TLT Volatile as Investors Weigh Revised GDP, PCE Report
Will PCE inflation data finally bring redemption to TLT investors?
The bond market has grown increasingly anxious this week as two U.S. government-debt auctions were met with weak demand ahead of key data from the Fed’s preferred inflation gauge due Friday.
Setting the stage in more dramatic fashion than usual this week, Treasury yields spiked to begin the shortened trading week, pushing prices down nearly 3%, as measured by the bond market proxy iShares 20+ Year Treasury Bond ETF (TLT).
TLT's price rebounded higher Thursday as investors weighed a report from the Bureau of Economic Analysis (BEA) that revised Q1 real gross domestic product (GDP) growth to 1.3%, a lower figure than the first estimate of 1.6%.
When the BEA releases the April Personal Expenditures Price Index (PCE) report Friday morning, long-term bond investors will be watching and hoping for signs that inflation has resumed its path down toward the Fed’s 2% target.

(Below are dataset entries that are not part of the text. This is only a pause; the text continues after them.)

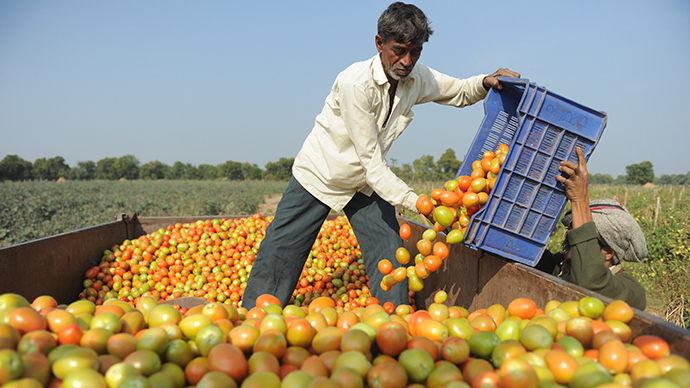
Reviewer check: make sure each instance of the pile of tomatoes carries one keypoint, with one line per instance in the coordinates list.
(451, 208)
(574, 344)
(212, 259)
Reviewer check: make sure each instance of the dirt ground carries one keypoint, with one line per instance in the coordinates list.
(269, 205)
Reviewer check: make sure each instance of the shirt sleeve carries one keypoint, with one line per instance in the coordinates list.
(444, 89)
(589, 269)
(357, 114)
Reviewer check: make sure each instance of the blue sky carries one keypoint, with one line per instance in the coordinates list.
(204, 82)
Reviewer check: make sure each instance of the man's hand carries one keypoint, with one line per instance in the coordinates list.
(491, 81)
(576, 185)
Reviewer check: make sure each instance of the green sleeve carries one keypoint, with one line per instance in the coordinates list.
(590, 271)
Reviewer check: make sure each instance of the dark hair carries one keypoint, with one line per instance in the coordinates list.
(405, 23)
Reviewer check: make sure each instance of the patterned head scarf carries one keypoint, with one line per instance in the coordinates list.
(617, 228)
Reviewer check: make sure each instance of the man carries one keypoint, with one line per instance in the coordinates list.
(601, 234)
(342, 163)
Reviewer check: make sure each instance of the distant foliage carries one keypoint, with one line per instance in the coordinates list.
(33, 210)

The Cleveland Fed’s “Nowcast,” which follows a set of real-time estimates for various inflation metrics, currently predicts a monthly increase of 0.10%, down from 0.3% in March, and a yearly increase of 2.7%.
If these forecasts hold, Friday’s PCE inflation data could provide some temporary relief for battle-tested TLT investors, but if there’s any surprise to the upside, bond prices may resume their decline.
TLT’s Volatile Price History
TLT’s price has a volatile history. It was just seven months ago that the three-year bear market for bonds ended as Treasury yields retreated and prices resumed their long-awaited climb.
By late October, TLT had fallen a brutal 50% from its July 2020 peak. From the October trough, TLT climbed over 20% to end 2023. This year, TLT’s price has retreated 10% as inflation has remained higher for longer than expected.
But it’s this volatility that is reflected in TLT’s interest rate sensitivity, which is the reason many investors have been attracted to the long-term Treasury bond ETF. When interest rates are falling, or the market expects them to fall imminently, bond prices will rise, and the longer the duration of a bond, the greater the price appreciation.
Thus, for many investors, investing in TLT is a bet that inflation will cool as the economy slows, providing sufficient support for the Federal Reserve to cut interest rates.